Depuis avril 2021, à la demande du gouvernement, le HCR fournit une assistance technique à l'Unité de gestion du projet de protection sociale Lisungi, pour soutenir la mise en oeuvre du déploiement, en particulier dans le département de la Likouala, où le HCR est présent depuis longtemps pour soutenir les réfugiés et les communautés d'accueil.

Le projet inclut des transferts monétaires répartis entre deux composantes visant à la subsistance ainsi qu’au développement d’activités génératrices de revenus. L’objectif des transferts monétaires ‘AGR’ est d’accroitre la productivité et l’accès au crédit, de promouvoir et donner aux destinataires les moyens d’agir par le biais de la fourniture des activités génératrices de revenus, ainsi que des mesures d’accompagnement notamment : i) l’achat d’intrants pour la culture de jardin et l’agriculture de subsistance ; ii) la constitution de groupes d’épargne ; iii) l’adoption d’autres moyens de production et ou de subsistance, notamment l’achat de petits matériels, la promotion des techniques améliorantes de jachère et iv) des activités de renforcement des capacités.

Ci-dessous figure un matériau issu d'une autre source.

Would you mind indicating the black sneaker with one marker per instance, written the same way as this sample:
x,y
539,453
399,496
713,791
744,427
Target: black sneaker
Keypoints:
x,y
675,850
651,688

Compte tenu de la complexité et de la durée de nombreuses situations de déplacement forcé d'aujourd'hui, qui se produisent souvent dans des contextes fragiles, le modèle humanitaire d’assistance ne parait pas viable à long terme et les déplacements forcés nécessitent une réponse de développement afin de lutter contre la pauvreté et autres défis de développement de manière durable et inclusive. C’est dans cette optique que le HCR a recruté un consultant afin de fournir des apports techniques et conseils pratiques aux parties prenantes du projet, notamment pour aider à (i) l’identification des goulots d’étranglements, (ii) proposer des solutions idoines et innovantes qui mettent l’accent sur la durabilité, (ii) appuyer le système de suivi évaluation, (iv) développer le matériel de formation, et (v) offrir des activités et des exercices de formation/renforcement des capacités aux formateurs (« coach ») du partenaire de mise en oeuvre chargés d'accompagner les bénéficiaires dans la préparation et la mise en oeuvre du projet.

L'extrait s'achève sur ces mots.